OK was picked up by telegraph operators as an easy abbreviation to say they received transmission, and in 1969, Buzz Aldrin’s first words spoken on the moon were “OK. Engine stop,” says Allan Metcalf, author of “OK: The Improbable Story of America’s Greatest Word.”
OK早先被电报员们广泛使用,是表达他们接收成功的简易缩写。《OK:美国最伟大词语不可思议的故事》一书作者艾伦·梅特卡夫说:“在1969年,宇航员巴兹·奥尔德林在月球上说的第一句话就是 ‘OK,发动机停止’。”

After all, to activate Google Glass, you don’t say, “OMG, Glass,” you say, “OK, Glass.”
而且,谷歌眼镜的语音启动是“OK, Glass”而不是“OMG, Glass”。

“We happen to know the exact date and place of the very first ‘OK’ and that’s not very usual for many words so why not celebrate that day?” says Metcalf, whose book built on Read’s earlier research.
梅特卡夫说:“我们知道了OK诞生的时间和地点,这对于许多词语来说并不常见,所以我们为什么不庆祝这一天呢?”他的书《OK:美国最伟大词语不可思议的故事》是在那位已故词源学家里德早期的研究基础上编撰的。

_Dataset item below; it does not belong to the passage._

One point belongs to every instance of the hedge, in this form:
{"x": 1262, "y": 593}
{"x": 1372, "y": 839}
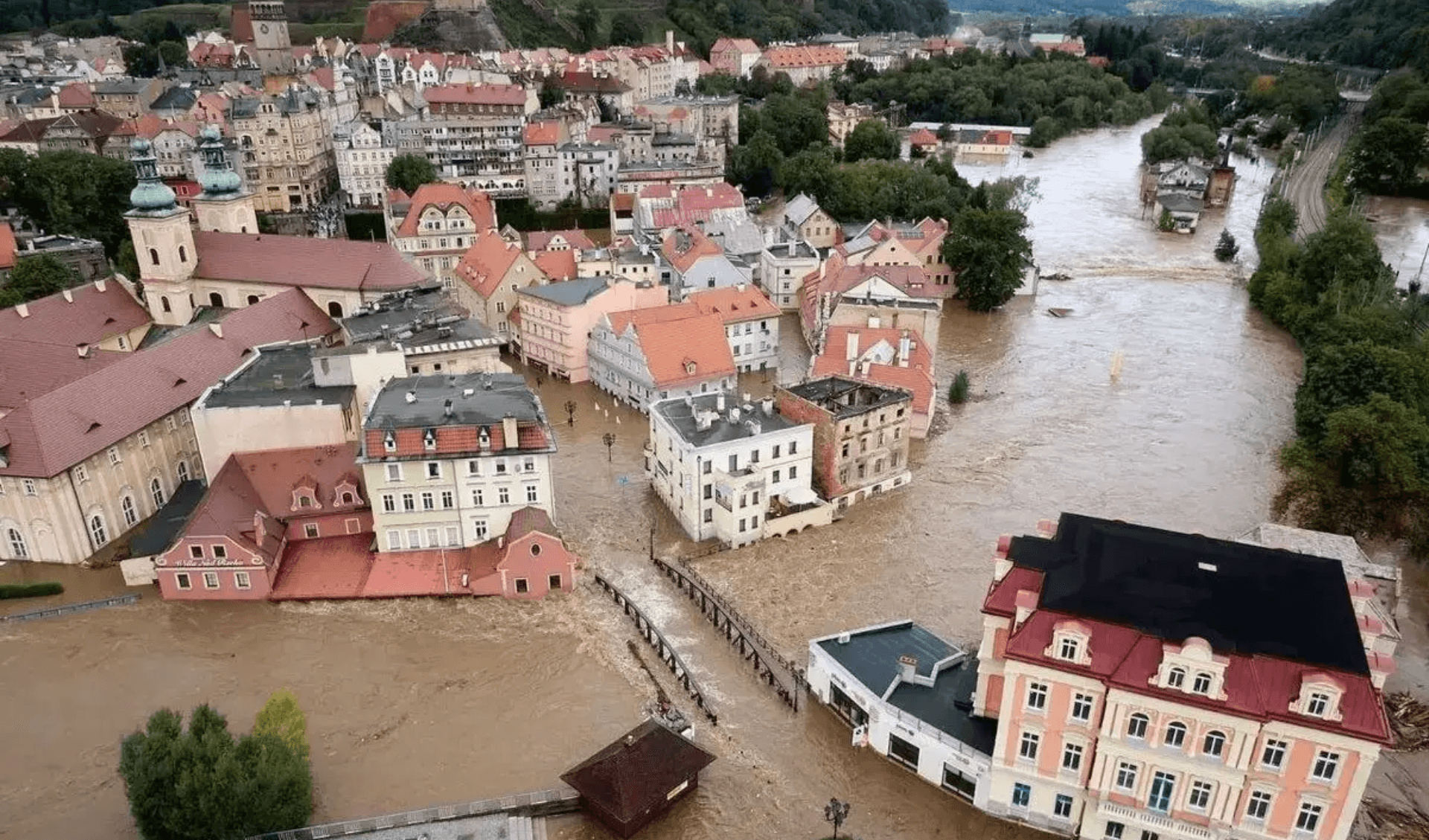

In a sense, the United Nations — where six languages are instantaneously converted by experts — celebrates the word every day. In fact, translators don’t even bother to render “OK” in each diplomat’s chosen tongue because everyone on the planet understands it already.
从某种意义上来说,有专业译者同时翻译6种语言的联合国每天都在赞美OK这个词。事实上,翻译员们不用将OK翻译成外交官的母语,因为每个人都懂得它的意思。

“It’s a word that tends not to be translated, but transported,” says Peter Connor, the director of the Center for Translation studies at Barnard College.
巴纳德学院翻译研究中心主任皮特·康纳表示:“这是个不用翻译,仅需传递的词。”